Dementia. a question?

I can only back up what the others have said. My friends Mum started with this. At first she became confused about whether she had taken her tablets (she was diabetic). It escalated to the point where she would literally be ringing every minute asking if she'd had them, even though my Friend and her Husband and two carers went in everyday and made sure she took them. If they told her she had taken them she would get aggresive and start arguing she hadn't. She started swinging for the carers. It was a truly dreadful thing to see as she had been such a strong Woman all her life. If the Authorities have told you your Mum needs residential care then that's the road you need to go down. My Friend was left for too long without help, eventually her Mum ended up in a diabetic coma as she was putting her meals in the Freezer rather than eating them, she refused to eat while anyone was there. My Friend was distraught and eaten up with guilt but she couldn't be at her Mum's 24/7 and that's what she needed.
 
NiceN Sleazy said:
My mother has been diagnosed as having dementia and we have been told she has to live in residential care. She is 68 years old, quite youngish for this appalling infliction.
What i want to know is this, when the health authority decide she has to live in residential care is that the case closed, cos this is really tearing me apart. She deserves so much better than this.


my dad was diagnosed with mix dementia 4 years ago he is now 89. he recently had a fall and went into hospital. they wouldnt let him out to live on his own, so he stayed in hospital for 12 weeks while they sorted out the care package we would need in place to look after him at home.

we knew he was disruptive on the ward, but thought we could calm him down once we had him home. 6 days later (Thursday just gone) reluctantly i had to put him in a bupa home on an emi ward.

i found out even with the best intentions, this disease can be far to much for any family to cope with. over the years the disease picked up apace starting very slowly but picking up speed more and more till we reached the position we have found our selves in.

my dad changed from a loving one parent family man and grandad in a person i didnt recognise as my dad and someone who neither knew where he was or knew who we were.

he said some terrible thing non of which were his fault. he called me a twat that was probably one of his more lucid moments. he told my wife to fuck off. but these were thing we shrugged off, but the violence was scaring my wife also 37 hours of shouting out has a draining effect on people who still have either to work the next day or to look after him.

as hard as it was to put my dad away, its made not the slightest difference to him. he didnt know were he was here. and he doesnt know where he is now. he also didnt know and still doesnt know who is tending for him.

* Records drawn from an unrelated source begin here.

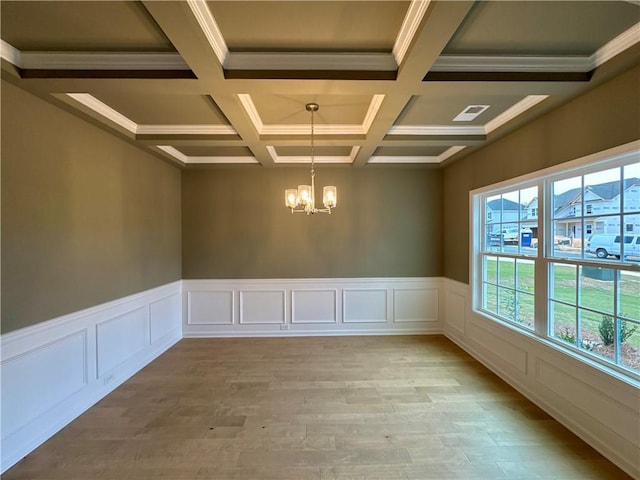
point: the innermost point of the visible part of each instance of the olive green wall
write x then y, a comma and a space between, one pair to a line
605, 117
86, 217
388, 223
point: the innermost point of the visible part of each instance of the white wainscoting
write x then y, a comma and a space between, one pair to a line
601, 409
298, 307
55, 370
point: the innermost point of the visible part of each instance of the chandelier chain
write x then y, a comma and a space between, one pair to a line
312, 142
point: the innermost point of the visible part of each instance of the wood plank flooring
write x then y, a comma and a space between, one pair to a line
324, 408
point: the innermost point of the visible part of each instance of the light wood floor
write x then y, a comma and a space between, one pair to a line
387, 408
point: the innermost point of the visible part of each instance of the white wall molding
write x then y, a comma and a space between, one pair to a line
306, 307
55, 370
600, 408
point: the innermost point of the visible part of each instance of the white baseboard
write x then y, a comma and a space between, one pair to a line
602, 410
307, 307
55, 370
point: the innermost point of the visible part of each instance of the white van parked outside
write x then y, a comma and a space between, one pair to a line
604, 245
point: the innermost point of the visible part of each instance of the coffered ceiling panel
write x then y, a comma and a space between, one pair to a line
398, 82
541, 27
83, 26
165, 109
290, 109
331, 26
443, 110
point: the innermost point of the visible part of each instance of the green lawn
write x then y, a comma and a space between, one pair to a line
595, 294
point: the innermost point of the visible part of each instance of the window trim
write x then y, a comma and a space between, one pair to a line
606, 159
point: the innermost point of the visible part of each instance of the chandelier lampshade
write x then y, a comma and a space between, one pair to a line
302, 199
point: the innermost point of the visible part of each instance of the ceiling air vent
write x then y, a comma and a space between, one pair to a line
470, 112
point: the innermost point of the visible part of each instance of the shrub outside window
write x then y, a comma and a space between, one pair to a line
557, 254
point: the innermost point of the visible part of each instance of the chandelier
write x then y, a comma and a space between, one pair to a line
302, 200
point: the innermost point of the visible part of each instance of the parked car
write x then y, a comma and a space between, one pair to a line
605, 245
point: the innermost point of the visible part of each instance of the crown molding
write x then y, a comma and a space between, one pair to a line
382, 62
425, 130
250, 108
512, 63
102, 61
522, 106
104, 110
416, 159
306, 159
116, 117
178, 155
210, 28
400, 159
409, 27
185, 130
10, 54
374, 106
437, 130
175, 153
618, 45
495, 63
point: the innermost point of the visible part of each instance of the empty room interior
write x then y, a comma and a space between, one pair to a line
327, 240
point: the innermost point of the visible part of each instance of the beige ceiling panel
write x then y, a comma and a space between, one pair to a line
211, 151
81, 26
152, 109
442, 109
542, 28
322, 151
290, 109
309, 25
415, 151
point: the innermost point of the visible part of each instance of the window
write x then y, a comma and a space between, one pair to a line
572, 284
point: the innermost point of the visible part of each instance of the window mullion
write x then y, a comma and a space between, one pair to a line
541, 286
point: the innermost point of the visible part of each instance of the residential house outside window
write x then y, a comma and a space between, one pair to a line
554, 286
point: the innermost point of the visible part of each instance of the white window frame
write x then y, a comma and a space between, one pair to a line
544, 258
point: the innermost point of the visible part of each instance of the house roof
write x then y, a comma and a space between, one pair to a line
606, 191
504, 204
217, 82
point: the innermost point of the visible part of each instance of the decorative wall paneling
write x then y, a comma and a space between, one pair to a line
55, 370
332, 306
600, 408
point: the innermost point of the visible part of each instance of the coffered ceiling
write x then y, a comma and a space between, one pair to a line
398, 82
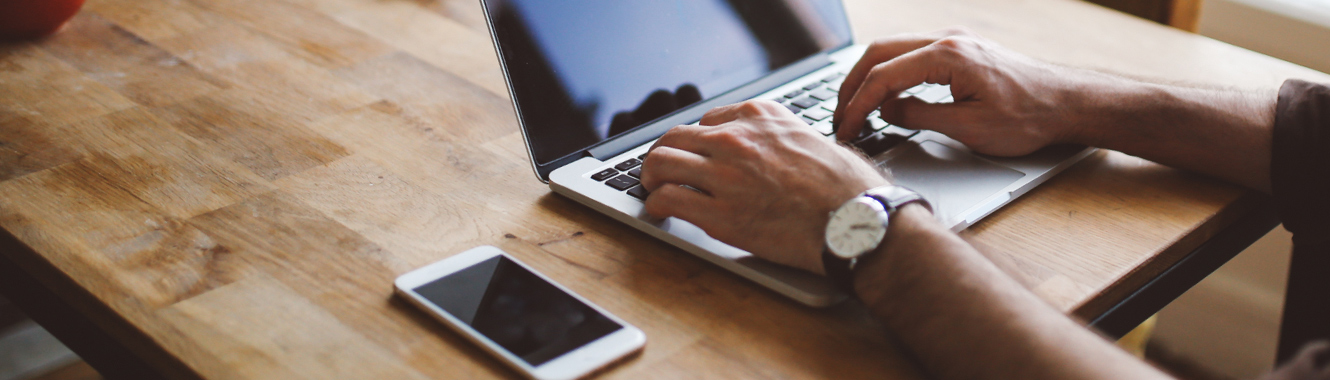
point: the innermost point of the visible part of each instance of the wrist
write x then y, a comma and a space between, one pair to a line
910, 227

awful decisions are sometimes the only rational ones to make
 
My mum as dementia,probably started about 2 years ago.We have seen a decline in her condition very quicky just recently.My dad is still looking after her 24/7 at the moment but we have just arranged for her to go to a day care centre twice a week (starting today).But she was taken ill on saturday night with low blood pressure and a heart murmur and so is in hospital at the moment,so we have had to cancel the day care centre for now !.
My dad as had to sleep at the front door because my mum would get up in the middle of the night and try and get out of the house,we have put bolts on the door now and a alarm.
Reading all these stories on here breaks my heart because i know that this desease takes no prisoners.
She also as suffered two major strokes and also has to have dyalasis three times a week for kidney failure.
My mum lost a baby girl at birth many years ago,she lost her grandson of 32 years of age 3 years ago with brain cancer,my younger sister was diagnosed at the same time with brain cancer and at the moment the operations have kept it at bay,she was 32 years old when diagnosed.

And they say there is a god !!!

Keep strong everyone on here.
 
shadygiz said:
NiceN Sleazy said:
My mother has been diagnosed as having dementia and we have been told she has to live in residential care. She is 68 years old, quite youngish for this appalling infliction.
What i want to know is this, when the health authority decide she has to live in residential care is that the case closed, cos this is really tearing me apart. She deserves so much better than this.


mate...take the help....trust me, you will need it when things start happening.

My missus's nan was diagnosed 4 years ago...for 3 years the family tried to take it in turns to help out. We had things like the fire brigade turning up because she had put something on the grille and gone out, also leaving the gas on without lighting it. Several occassions she was wandering round town with hundreds of pounds on her and half dressed. And one of the main senses to be lost is time awareness, so she may end up like my missus's nan wandering the streets at night. I know its your mum mate, but it does become a drain on the resources both mentaly and physically. In the end, they had to admit it was safer & better for her to be under 24/7 care.

My gran has just been diagnosed too and my dad is going through the same thing as you mate. My missus sat him down and discussed the options with him.

My missus and her mum went on a free course on dealing with dementia which should be offered to you if you want to care for her. Has she been assigned a social worker yet mate, if so, speak with them about the course

Absolutely right .......

once a person has dementia , their mind is all over the place ...... my mother , continually left the gas or electric grills on , lights on , fridge door open , and various other things ...... she also went wandering across busy main roads , and wasn't even aware she'd done it!

They're really struggling by that stage , there appears no way back from it , and they need real help.